Tilting her head slightly, she smiled and sighed, her glassy eyes focusing more easily than usual. The music seemed to warm her heart.
For some reason Kelly's comfort and ease annoyed him. He pushed deeper into the strings. As if driven by an uncontrollable inner passion, he made the bow rocket back and forth. A thousand thoughts raced through his mind, so fast he couldn't focus on a single one. They streamed from his frazzled brain directly into his instrument, flying into the air as a string of music, melodic at first, then tortured and dissonant.
Kelly's smile faded. After several seconds, she blinked twice and turned her head.
Nathan stopped playing. His chest heaving through labored breaths, he coughed out his words. “What's wrong?”
She swiveled back. A tear moistened her cheek as she looked him in the eye again. “I … I'm not a harlot.”
Nathan stiffened, but he managed to keep his face calm. “I know you're not. I've never thought that.”
“Then your music tells lies.”
He let the violin droop at his side. “Mictar said that, not me. Maybe I'm just mad at him.”
Kelly shook her head. “You believed him. You think I'm not good enough for you.” She sniffed, and her voice cracked. “And maybe … maybe you're right. You need a sweet little princess who's as white as snow.”
“Look.” Nathan raised his bow but resisted the urge to point it at her. “I'm not going to lie to you. The stuff I heard bothered me, but it's in the past.”
“You'd like to think so, but in your eyes I'm damaged goods.”
“Damaged goods? Did you hear that in my music?”

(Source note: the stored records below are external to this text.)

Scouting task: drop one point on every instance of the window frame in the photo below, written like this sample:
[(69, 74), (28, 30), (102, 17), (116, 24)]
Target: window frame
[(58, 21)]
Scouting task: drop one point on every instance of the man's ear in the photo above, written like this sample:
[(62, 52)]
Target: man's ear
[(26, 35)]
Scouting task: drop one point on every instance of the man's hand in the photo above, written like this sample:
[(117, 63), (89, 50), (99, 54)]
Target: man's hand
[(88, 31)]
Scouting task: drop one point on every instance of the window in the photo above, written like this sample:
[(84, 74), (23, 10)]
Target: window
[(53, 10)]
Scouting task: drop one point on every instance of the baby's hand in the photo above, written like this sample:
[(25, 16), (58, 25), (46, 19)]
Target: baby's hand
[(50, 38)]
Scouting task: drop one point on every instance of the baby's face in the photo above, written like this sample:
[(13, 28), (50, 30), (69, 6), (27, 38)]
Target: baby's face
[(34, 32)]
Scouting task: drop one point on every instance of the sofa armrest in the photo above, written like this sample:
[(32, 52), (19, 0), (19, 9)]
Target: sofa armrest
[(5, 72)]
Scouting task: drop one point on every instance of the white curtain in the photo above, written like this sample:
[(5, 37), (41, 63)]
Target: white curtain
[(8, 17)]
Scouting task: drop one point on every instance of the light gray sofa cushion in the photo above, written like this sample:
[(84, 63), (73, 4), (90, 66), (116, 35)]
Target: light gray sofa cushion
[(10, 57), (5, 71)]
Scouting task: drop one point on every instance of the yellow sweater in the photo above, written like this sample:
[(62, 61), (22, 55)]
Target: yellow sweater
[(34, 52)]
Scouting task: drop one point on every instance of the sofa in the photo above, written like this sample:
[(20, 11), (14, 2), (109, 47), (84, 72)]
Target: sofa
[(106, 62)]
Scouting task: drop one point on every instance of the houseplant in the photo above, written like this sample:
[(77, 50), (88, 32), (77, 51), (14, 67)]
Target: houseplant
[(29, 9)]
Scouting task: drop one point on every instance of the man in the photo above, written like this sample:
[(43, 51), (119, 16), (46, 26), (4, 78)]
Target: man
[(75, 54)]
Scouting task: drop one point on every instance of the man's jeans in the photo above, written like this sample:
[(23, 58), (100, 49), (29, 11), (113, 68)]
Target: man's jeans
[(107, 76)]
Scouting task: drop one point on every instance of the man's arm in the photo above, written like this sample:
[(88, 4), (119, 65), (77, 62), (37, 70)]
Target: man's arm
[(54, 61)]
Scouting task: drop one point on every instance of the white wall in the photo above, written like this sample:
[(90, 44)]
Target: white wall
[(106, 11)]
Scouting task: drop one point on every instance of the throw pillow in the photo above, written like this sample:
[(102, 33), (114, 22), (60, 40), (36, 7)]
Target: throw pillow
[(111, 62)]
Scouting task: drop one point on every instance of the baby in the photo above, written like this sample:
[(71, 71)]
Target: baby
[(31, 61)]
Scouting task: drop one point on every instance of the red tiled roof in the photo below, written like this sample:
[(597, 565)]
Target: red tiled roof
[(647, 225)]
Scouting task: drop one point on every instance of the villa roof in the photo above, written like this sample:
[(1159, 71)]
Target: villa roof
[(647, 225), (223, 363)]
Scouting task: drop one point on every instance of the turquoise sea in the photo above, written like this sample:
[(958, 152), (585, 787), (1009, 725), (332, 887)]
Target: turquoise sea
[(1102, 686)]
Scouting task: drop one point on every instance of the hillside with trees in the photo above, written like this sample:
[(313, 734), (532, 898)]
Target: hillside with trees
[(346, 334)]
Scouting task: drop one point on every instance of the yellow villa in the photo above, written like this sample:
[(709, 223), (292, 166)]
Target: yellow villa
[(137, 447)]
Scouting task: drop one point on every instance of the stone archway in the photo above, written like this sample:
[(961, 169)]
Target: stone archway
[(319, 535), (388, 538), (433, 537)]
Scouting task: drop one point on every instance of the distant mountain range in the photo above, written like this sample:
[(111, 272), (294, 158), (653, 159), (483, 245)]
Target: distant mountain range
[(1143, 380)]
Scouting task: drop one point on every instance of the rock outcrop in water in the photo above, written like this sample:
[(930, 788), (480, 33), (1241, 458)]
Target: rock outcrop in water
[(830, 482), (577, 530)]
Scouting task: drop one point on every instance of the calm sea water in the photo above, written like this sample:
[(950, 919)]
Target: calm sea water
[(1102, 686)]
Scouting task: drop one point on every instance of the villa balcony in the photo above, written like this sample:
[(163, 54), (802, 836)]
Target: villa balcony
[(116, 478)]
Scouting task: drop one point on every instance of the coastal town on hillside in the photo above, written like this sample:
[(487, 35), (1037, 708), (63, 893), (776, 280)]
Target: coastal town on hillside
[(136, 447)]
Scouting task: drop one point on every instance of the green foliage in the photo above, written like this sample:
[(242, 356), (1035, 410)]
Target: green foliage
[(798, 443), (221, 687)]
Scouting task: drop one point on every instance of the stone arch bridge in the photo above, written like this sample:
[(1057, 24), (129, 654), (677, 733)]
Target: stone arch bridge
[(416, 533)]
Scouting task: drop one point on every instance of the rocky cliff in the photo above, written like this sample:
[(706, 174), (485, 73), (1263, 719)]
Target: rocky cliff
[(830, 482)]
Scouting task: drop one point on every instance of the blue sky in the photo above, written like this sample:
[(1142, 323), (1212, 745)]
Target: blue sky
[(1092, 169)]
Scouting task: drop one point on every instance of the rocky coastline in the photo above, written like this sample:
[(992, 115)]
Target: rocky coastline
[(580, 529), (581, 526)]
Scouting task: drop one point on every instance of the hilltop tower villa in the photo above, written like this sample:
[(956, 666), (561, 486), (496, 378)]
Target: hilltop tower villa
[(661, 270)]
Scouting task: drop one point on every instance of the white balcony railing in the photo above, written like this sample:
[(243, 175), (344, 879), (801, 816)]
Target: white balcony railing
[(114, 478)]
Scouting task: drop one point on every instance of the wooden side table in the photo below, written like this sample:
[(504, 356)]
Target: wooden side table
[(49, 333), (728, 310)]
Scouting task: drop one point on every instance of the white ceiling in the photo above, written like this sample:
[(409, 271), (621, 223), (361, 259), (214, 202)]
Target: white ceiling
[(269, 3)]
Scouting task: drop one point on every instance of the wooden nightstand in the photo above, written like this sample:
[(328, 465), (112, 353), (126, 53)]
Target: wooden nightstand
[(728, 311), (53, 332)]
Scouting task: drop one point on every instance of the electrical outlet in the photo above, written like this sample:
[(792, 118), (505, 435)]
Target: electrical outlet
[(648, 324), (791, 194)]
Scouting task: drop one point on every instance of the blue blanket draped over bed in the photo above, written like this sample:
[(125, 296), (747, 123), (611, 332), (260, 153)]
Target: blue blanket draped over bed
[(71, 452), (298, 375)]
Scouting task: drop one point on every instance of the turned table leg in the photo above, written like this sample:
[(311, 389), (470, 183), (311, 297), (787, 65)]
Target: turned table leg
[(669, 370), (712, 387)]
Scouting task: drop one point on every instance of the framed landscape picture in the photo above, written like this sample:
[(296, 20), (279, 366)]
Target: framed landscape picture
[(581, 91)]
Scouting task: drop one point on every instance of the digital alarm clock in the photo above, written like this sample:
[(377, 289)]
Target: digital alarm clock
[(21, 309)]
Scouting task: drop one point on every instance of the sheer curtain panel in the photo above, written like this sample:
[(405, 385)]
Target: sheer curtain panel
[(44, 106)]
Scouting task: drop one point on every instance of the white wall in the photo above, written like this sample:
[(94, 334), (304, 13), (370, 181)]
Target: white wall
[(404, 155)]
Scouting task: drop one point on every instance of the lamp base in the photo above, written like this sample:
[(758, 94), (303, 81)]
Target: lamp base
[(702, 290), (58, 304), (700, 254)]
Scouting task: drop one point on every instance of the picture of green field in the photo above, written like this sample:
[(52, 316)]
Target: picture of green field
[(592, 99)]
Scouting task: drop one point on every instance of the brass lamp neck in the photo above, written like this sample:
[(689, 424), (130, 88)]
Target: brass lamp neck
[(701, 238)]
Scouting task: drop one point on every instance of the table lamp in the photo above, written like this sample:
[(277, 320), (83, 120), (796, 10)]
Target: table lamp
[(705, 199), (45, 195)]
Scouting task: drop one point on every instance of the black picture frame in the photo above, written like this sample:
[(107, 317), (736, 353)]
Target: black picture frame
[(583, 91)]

She nodded. “And now … now you want us to sleep t
ogether.” Biting her bottom lip, she crossed her arms and turned away. “I promised myself I wasn't ever going to make the same mistakes again. Not for you. Not for anyone.”
He touched her arm but thought better of pulling her around. “But it's just so we can dream together. Nothing else is going to happen.”
She turned back, her cheeks ablaze. “Nathan Shepherd, don't pretend you know what it's like. You were raised in a protective dome. You've probably never even kissed a girl. You have no idea how it feels when the lights go out and …” Her cheeks turning redder than ever, she looked away. “Never mind. You wouldn't understand unless you've been there.”
He set a gentle finger on her chin. This time he turned her face toward him and looked her in the eye. “You're right. I don't understand. But this much I do know.” He paused, hoping the words would come out with all the strength and resolve he felt inside. “You can trust me. No matter what happens, you can trust me.”
As new tears welled in her eyes, her lower lip quivered. “I trust you. I … I just don't trust myself.”
Nathan pulled back his hand. “Then I'll have to be strong enough for both of us.” He sat on the floor and patted the mattress. “You get the comfy spot, and I'll sleep down here. We can hold hands and stay apart at the same time.”
With a doubtful look, she lowered herself to the mattress and lay down. She curled up and faced him, one hand extended. “Okay, Nathan. I'll trust you … for both of us.”
As he lay down, he touched her fingers. The light in the room faded, leaving only her body's silhouette, the bare outline of her facial features, and her shining eyes in view. After a minute or so, her lips puckered slightly as she spoke again.
“Have you ever kissed a girl, Nathan?”